The primary reason Epic Games Store titles are frequently discounted or given away is a deliberate, loss-leading user acquisition strategy, not a reflection of their inherent quality. Epic leverages its substantial Fortnite-derived revenue to subsidize these promotions, paying publishers for distribution rights to build its user base and challenge Steam's market dominance. This tactic creates a market perception where the platform is associated with "free" or deeply discounted content, conditioning a segment of the consumer base to devalue the software offered there. The depreciation is not necessarily in the game's design or content, but in its perceived market value, as it becomes a commodity used for platform warfare rather than a product whose price is set by conventional supply-demand dynamics.

Ordinary gamers' reluctance stems from a confluence of factors beyond price, primarily centered on platform features and consumer inertia. Many core PC gamers have over a decade of library investment, social networks, and workflow entrenched in Steam's ecosystem. The Epic Games Store's historically slower rollout of expected features like user reviews, forums, and a robust shopping cart created a persistent perception of an inferior service. Consequently, even a free game carries an implicit cost: fragmentation of one's library, use of a less-preferred client, and the psychological friction of managing another platform. For these users, the monetary price is only one component of total cost, and the transaction cost of acquiring a free Epic game can outweigh its zero-dollar sticker price.

This dynamic has led to a significant devaluation of the games themselves in the public discourse. When a title is announced as an Epic exclusive or is later given away, it often becomes a point of contention rather than celebration. The game's artistic or entertainment merits can become secondary to its role in a corporate strategy, tarnishing its reception. Furthermore, the sheer volume of giveaways has created a "pile of shame" effect on an industrial scale; users accumulate more free games than they can play, diminishing the perceived specialness of any single acquisition.
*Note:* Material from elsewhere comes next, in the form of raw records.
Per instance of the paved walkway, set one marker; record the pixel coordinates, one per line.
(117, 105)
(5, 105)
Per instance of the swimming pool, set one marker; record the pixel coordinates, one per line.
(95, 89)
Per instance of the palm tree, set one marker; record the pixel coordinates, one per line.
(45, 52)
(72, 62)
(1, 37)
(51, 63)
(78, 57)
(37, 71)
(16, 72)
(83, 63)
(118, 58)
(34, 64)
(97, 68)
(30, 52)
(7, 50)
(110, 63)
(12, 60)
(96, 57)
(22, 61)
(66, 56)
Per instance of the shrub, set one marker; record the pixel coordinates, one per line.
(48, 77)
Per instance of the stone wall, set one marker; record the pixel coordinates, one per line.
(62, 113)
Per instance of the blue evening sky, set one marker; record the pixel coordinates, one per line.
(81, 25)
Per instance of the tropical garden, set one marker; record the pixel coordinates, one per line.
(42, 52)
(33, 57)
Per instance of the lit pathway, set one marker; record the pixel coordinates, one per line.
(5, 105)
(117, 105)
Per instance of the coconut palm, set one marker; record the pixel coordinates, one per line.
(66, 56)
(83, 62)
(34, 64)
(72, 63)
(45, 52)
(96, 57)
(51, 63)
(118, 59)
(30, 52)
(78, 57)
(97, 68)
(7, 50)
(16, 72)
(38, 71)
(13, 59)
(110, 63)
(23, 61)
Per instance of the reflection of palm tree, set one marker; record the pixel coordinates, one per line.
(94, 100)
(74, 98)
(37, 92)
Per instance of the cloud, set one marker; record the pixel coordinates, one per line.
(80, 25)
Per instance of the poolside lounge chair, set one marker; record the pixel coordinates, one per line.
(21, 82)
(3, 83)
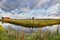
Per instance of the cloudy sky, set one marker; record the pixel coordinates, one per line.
(22, 9)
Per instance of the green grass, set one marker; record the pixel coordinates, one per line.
(35, 23)
(11, 35)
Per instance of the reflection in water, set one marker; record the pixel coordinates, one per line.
(20, 28)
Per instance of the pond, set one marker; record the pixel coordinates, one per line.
(29, 30)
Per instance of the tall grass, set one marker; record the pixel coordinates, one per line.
(34, 23)
(10, 34)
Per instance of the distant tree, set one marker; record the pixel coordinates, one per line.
(2, 17)
(32, 17)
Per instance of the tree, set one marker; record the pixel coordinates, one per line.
(32, 17)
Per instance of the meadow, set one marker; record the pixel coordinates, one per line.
(11, 34)
(34, 23)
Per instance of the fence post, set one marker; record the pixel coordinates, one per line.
(23, 35)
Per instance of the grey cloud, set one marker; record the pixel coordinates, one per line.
(9, 5)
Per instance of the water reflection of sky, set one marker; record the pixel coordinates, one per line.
(20, 28)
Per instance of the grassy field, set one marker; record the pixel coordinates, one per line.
(34, 23)
(10, 34)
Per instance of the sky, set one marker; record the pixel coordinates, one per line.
(24, 9)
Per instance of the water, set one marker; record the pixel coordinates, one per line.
(20, 28)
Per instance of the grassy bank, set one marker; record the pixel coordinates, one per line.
(10, 34)
(34, 23)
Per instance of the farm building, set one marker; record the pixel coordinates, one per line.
(6, 18)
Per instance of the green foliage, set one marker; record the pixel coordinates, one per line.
(34, 23)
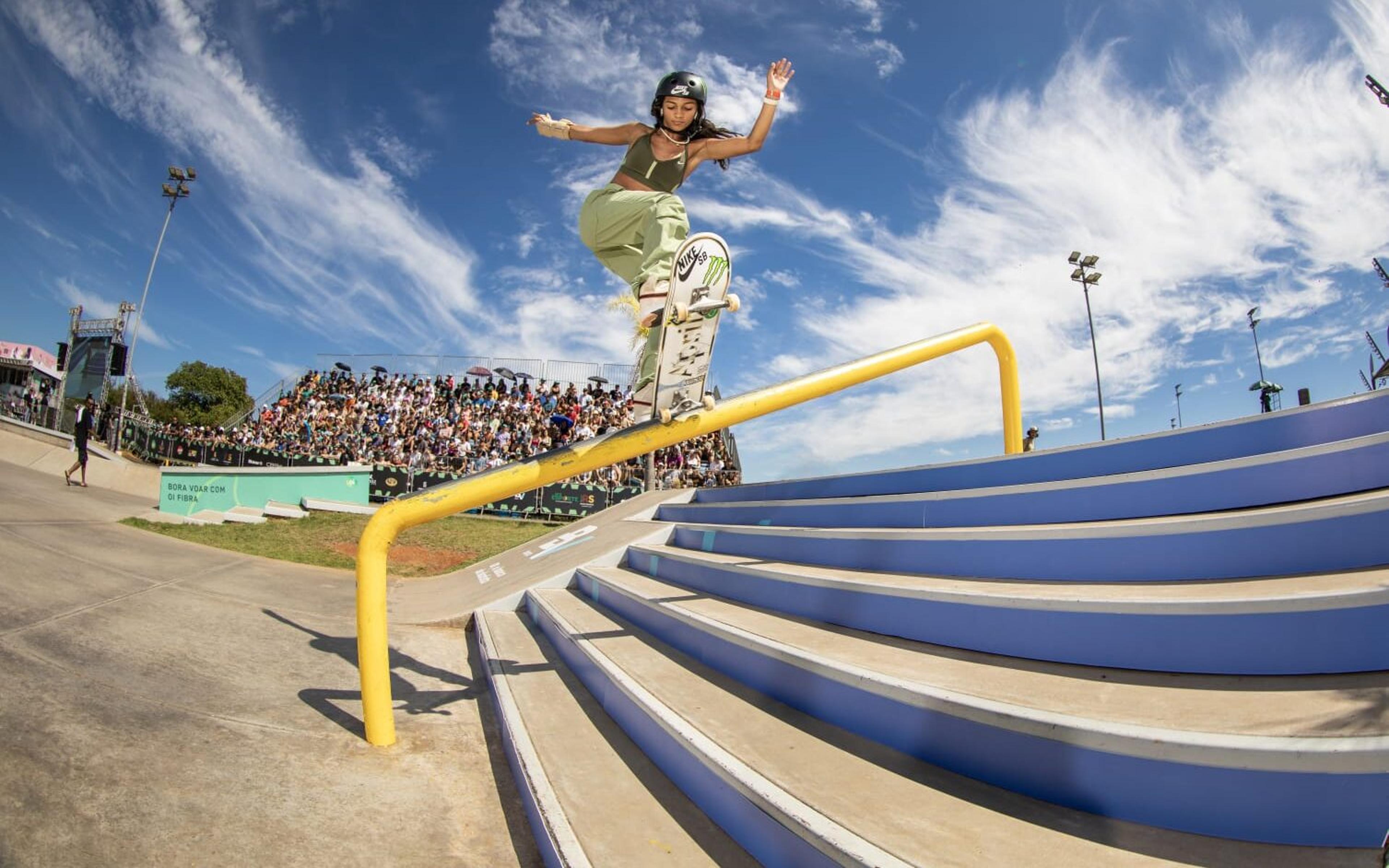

The games are not worthless, but their context as frequent promotional tools can undermine their stature as premium products worth seeking out.

The long-term implication is a bifurcated market perception. For Epic, the strategy successfully moves user numbers and creates a large installed base, but it risks building a platform associated with bargain-hunting rather than premium discovery. For publishers, the upfront guarantee from Epic mitigates financial risk, but it may cannibalize future full-price sales and train audiences to wait for a giveaway. The value depreciation is thus a real market phenomenon driven by strategic subsidies, but it is more accurately a depreciation of *perceived* commercial value and player enthusiasm, not an objective critique of the games' design. The outcome hinges on whether Epic can transition its user base from passive collectors of free content to engaged customers willing to pay full price for new releases, a challenge that remains unresolved.